Shares held directly by the Nishar Family Trust dated October 8, 2008 for which the Reporting Person and his spouse serve as trustees.
Shares held directly by the Dipchand V. Nishar 2009 Grantor Retained Annuity Trust dated December 2, 2009 for which the Reporting Person serves as trustee.
Shares held directly by the Rashmi D. Nishar 2009 Grantor Retained Annuity Trust dated December 2, 2009 for which the Reporting Person's spouse serves as trustee.

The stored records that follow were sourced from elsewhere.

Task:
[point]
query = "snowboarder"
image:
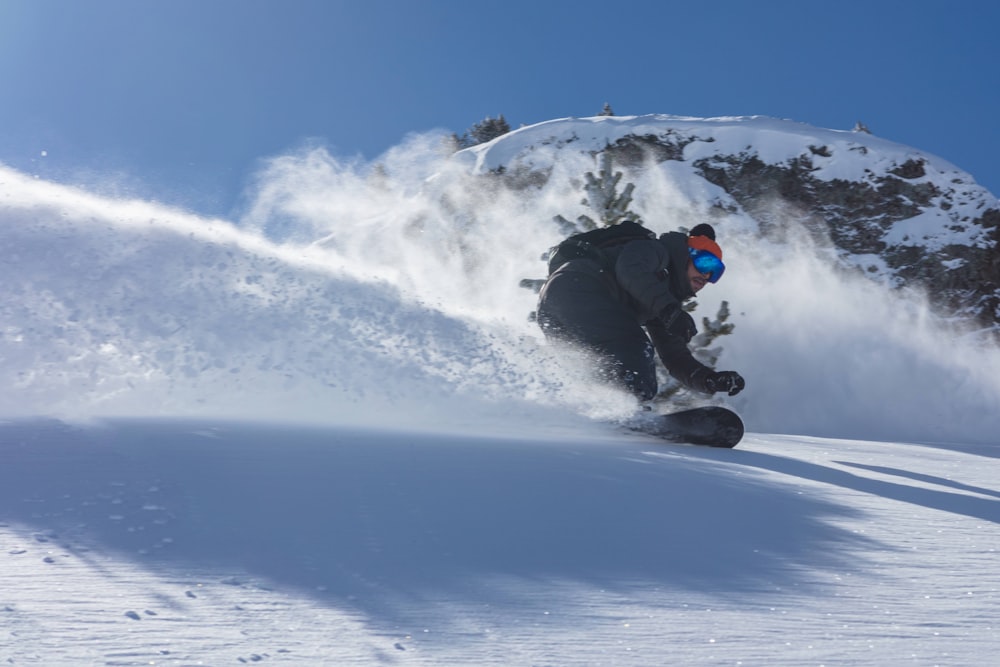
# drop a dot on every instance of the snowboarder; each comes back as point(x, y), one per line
point(628, 306)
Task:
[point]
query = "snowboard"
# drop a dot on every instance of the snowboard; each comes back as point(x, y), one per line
point(712, 426)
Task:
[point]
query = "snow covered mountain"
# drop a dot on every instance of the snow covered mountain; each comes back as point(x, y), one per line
point(904, 217)
point(345, 290)
point(325, 433)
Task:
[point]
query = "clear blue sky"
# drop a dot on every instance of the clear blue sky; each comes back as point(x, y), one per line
point(181, 97)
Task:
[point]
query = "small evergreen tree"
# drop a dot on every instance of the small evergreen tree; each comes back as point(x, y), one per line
point(485, 130)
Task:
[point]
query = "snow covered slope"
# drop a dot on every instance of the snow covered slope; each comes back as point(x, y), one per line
point(209, 542)
point(902, 216)
point(326, 433)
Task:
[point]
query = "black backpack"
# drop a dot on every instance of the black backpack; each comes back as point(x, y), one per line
point(591, 244)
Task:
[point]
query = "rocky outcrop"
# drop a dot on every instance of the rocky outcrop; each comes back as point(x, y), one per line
point(901, 216)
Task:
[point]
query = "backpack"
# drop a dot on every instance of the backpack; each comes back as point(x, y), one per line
point(591, 244)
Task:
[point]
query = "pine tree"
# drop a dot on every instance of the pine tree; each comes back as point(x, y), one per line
point(485, 130)
point(603, 197)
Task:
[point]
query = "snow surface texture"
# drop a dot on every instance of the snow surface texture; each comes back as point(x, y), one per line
point(205, 542)
point(327, 434)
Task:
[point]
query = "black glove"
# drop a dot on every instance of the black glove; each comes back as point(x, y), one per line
point(679, 322)
point(711, 381)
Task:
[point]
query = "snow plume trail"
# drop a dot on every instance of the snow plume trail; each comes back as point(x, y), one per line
point(115, 307)
point(350, 291)
point(828, 351)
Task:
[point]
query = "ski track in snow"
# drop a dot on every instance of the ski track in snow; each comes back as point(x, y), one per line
point(180, 542)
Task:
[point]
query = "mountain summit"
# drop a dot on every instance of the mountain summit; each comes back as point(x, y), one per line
point(903, 217)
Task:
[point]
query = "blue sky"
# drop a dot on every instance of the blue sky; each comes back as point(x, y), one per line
point(177, 100)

Each share of Class A Common Stock was issued upon conversion of one share of Class B Common Stock. The Reporting Person sold shares to the Underwriters in connection with the sale of shares of Class A Common Stock by the Reporting Person in the Issuer's initial public offering.

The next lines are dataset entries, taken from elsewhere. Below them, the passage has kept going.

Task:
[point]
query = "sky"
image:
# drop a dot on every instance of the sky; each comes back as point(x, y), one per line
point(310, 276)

Each share of Class B Common Stock is convertible at any time at the option of the holder into one share of Class A Common Stock and has no expiration date. In addition, each share of Class B Common Stock will convert automatically into one share of Class A Common stock upon (i) the date specified by the holders of at least 66 2/3% of the outstanding shares of Class B Common Stock, (ii) any transfer (subject to certain exceptions), or (iii) the death of a natural person holding Class B Common Stock, the Class B Common Stock held by that person or his or her permitted estate planning entities will convert automatically into Class A Common Stock. The Class A Common Stock and Class B Common Stock will each convert automatically into a single class of Common Stock on the date on which the number of outstanding shares of Class B Common Stock represents less than 10% of the aggregate combined number of outstanding shares of Class A Common Stock and Class B Common Stock.
Pursuant to a reclassification exempt under Rule 16b-7, each share of Common Stock underlying the reported option automatically converted into one share of Class B Common Stock immediately prior to the closing of the Issuer's initial public offering.
The option, representing a right to purchase a total of 780,000 shares, was exercised in part prior to the date on which the Reporting Person became subject to Section 16. One-fourth of the shares subject to the option vested on January 5, 2010 and one forty-eighth of the shares vest monthly thereafter.
One-fourth of the shares subject to the option vested on November 5, 2010 and one forty-eighth of the shares vest monthly thereafter.
Shares subject to the option vest in twelve equal monthly installments beginning on December 5, 2012.